The future is local... if we’re brave enough!

Dr Paul Harvey, Leader of the Council, Basingstoke & Deane Borough Council

Local Government’s relationship with Central Government remains a tense affair. Issues prevalent in the national news such as funding and the ongoing crisis in social care leave a bitter taste for councils up and down the country, as they seek to stay afloat and cope with the fallout in their communities of the multiplicity of complex problems we’re living all through.

This is not a party political battle, nor is it necessarily ideological. This is one born of a fundamental imbalance of power between local and national sovereignty. Central Government simple does not understand nor does it want to learn about Local Government. It dominates the relationship with contempt and ignorance for Local Government.

That councils are forced to lay out budget proposals before government has decided what their central funding may or not be is ludicrous. We need a far more mature relationship. 

Back in 2014 the Localism Act appeared derived of a policy paper that sought to begin to redress the imbalance. It failed because Central Government cannot help itself from interfering. 

I remember a debate in the heady days of New Labour when Tony Blair was accosted outside a hospital by an angry voter. He personally took responsibility for the failings of the health service that voter had suffered. Government has come to represent the focal point for the failure of all forms of governance and service delivery in the country. There is no local accountability anymore. Our national political discourse has become transactional, from the living room direct to Downing Street.

There is a fundamental failing at the heart of our democracy. We can talk about broken public services, stretched national finances, a BREXIT fallout and post pandemic economic malaise, but the essential point is that the root cause of so much of the failure lies at the heart of our ailing democracy. 

We need to reinvigorate our democracy. From that renewal we can find solutions to some of the most intractable problems society faces. From health, education, justice to local government the solutions rest in the professionals running those same essential areas of the state.

At the heart of the debate is the affirmation of democracy resting with the people, not in the government itself. In essence democracy of, by and for the people should mean exactly that and it is the state’s, both central and local, role to defend those ‘natural’ rights.

We have become accustomed to being governed and giving our consent. We acquiesce and take a minimal part in the business of governance. We look to be led and when the quality of that leadership is lacking it exposes the frailties of the system designed to empower the representatives and executive who govern in our name. 

Traditions of government and civil bureaucracy have been developed over the last two centuries to the point that the body of government is itself a beast, a monolith, that perpetuates itself. It justifies itself and its power by virtue of its being. The disconnection from people and their lives is found in the centralisation of that power. There are different pressures pulling the state apart and at the same time focusing power at the centre. The emergence of regional mayors and of devolved assemblies has augmented local government, but power and financial control are retained largely at the centre of Whitehall in London. These so-called devolved bodies are tinkering around the edges of the fundamental seat of power sited in Whitehall.

Subsidiarity is a forgotten principle that most governments preach when in opposition and misplace when in power. The ideas of localism are only as good as a government willing to let its power go and allow variation and dissent.

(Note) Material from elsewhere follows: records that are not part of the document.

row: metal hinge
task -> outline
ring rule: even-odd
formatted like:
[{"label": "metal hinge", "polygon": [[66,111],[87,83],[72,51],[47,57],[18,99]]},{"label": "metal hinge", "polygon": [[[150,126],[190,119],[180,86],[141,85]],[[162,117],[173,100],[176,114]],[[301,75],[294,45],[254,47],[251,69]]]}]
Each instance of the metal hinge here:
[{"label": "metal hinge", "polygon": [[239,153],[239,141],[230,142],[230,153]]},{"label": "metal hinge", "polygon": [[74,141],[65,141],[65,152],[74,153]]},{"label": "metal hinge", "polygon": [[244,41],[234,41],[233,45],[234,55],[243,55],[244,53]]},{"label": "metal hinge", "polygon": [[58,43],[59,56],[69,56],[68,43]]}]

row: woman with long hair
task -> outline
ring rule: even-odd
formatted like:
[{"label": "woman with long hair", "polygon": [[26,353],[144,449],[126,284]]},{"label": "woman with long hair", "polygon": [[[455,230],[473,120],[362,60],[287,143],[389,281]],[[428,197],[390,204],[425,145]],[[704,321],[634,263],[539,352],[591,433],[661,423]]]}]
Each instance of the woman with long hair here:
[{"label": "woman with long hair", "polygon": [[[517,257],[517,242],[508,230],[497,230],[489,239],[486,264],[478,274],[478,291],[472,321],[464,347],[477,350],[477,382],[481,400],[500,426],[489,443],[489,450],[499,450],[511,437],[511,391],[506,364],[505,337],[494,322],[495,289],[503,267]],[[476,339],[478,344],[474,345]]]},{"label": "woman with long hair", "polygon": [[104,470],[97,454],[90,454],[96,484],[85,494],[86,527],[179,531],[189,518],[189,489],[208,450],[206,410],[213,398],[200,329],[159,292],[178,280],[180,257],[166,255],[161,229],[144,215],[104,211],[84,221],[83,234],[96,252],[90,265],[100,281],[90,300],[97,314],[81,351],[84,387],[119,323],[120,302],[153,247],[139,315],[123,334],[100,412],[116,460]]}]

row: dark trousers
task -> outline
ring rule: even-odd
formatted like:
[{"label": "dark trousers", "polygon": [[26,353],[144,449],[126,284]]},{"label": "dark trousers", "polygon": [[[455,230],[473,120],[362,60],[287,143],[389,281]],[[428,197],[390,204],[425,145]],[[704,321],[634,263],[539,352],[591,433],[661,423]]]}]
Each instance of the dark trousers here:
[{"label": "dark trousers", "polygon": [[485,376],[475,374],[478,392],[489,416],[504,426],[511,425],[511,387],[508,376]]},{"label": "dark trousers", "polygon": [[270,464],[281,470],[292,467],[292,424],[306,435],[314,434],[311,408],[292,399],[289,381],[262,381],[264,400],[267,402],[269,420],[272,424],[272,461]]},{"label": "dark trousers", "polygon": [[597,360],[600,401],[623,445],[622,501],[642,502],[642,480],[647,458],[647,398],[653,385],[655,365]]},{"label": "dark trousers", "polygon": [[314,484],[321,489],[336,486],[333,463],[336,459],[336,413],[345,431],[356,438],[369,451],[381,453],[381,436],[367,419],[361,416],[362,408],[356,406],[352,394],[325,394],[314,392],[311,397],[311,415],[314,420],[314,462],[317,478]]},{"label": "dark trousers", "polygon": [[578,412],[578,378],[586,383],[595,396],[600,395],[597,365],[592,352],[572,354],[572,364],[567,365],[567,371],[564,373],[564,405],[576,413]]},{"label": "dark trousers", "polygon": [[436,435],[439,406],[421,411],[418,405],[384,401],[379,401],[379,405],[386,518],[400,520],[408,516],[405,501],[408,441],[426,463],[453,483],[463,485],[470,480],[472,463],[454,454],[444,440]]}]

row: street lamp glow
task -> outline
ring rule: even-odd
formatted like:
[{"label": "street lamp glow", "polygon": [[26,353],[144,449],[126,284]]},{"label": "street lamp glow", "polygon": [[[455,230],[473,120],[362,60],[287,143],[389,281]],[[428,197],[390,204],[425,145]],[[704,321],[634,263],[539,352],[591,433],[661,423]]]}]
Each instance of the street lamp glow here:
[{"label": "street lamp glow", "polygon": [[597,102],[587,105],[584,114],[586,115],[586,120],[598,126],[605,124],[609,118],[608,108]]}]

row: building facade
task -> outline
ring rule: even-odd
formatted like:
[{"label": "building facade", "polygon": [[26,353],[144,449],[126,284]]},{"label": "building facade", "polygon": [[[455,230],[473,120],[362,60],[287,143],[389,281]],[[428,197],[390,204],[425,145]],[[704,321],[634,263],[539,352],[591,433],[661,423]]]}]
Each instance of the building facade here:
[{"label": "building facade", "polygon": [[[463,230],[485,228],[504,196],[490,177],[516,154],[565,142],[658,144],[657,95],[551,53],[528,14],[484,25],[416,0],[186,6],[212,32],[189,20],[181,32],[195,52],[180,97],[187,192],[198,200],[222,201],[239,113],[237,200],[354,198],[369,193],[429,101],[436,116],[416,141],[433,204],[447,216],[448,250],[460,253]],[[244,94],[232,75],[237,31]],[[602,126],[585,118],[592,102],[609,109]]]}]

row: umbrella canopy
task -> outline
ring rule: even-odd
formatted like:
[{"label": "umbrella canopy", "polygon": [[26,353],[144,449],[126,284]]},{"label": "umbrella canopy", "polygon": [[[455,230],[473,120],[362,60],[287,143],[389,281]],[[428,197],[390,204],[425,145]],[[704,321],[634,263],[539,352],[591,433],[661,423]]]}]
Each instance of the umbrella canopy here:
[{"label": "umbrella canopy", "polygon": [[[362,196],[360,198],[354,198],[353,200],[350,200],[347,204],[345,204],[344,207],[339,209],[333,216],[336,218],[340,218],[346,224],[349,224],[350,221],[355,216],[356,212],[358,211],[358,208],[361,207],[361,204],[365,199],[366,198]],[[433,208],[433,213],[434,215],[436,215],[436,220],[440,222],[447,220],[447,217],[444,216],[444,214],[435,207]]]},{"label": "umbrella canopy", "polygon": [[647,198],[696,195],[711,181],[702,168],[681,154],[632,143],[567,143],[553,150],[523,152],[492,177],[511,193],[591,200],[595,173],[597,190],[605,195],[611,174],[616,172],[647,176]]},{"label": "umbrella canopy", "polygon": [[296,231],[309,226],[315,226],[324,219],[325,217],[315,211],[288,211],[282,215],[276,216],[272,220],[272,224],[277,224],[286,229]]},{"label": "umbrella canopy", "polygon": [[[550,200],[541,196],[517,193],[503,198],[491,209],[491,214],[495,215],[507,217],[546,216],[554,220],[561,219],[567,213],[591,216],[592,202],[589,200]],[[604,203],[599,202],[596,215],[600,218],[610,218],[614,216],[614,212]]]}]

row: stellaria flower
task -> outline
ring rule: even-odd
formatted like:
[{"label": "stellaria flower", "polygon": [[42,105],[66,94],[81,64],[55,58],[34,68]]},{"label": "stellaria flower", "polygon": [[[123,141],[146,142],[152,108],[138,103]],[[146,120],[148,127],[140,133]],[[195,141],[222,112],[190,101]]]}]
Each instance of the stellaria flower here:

Our vote matters only when it counts in the margins and in modern UK politics some votes matter more than others in a first past the post electoral system that sees those seeking power fight over an increasingly narrow selection of society. Disconnection is real when you feel your vote and voice do not matter. 

In the late Victorian era, great civic edifices, like Manchester City Hall, were built that reflected the power of the age divested in places like Manchester. London was powerful, but it was not the only centre of power. Now London eclipses the rest of the country and as such the dichotomy between the capital and the country is stark. Division is worse in places like Boston or Clacton because democracy means little to people when it is remote to them and meaningless.

If a vote had value in changing the condition of people it would transform people’s value in it. Localism is not about simply devolving power, although to begin with that would be a solid start, it is also about enabling the quality of local leadership to take up that power and be effective. We have seen such a hollowing out of local government over decades that this cultural shift we are speaking of here will require time and faith because things will not transform overnight and mistakes will be made.

One size fits all electoral boundaries only serve to draw lines on maps, but genuine coalitions of interest and need can better reflect local priorities. The centre must give up power and devolve this to local government. The danger is that the centre determines the shape of local government.

The evolution of local democracy has to come from the ground up. It has to be functional, it needs to be accountable and it has to deliver results that make a difference to people’s lives. While the centre might establish principles such as a proportional voting system, or codes of conduct, the essential point of subsidiarity needs to be unleashed. Greater Manchester is not rural Lincolnshire, and therefore devolution of democracy has to reflect natural communities.

We should start with a new Localism Act designed with local government, not something done to us, but a new democratic settlement that enshrines a new relationship set down in law as equals.

Broken Britain can only be repaired if we start with our systems of governance and allow a new mature and equal relationship to take root. If we then tend that new growth of innovation and professionalism at a local level the centre might just benefit too from a renewal of faith in what difference politics can mean for people.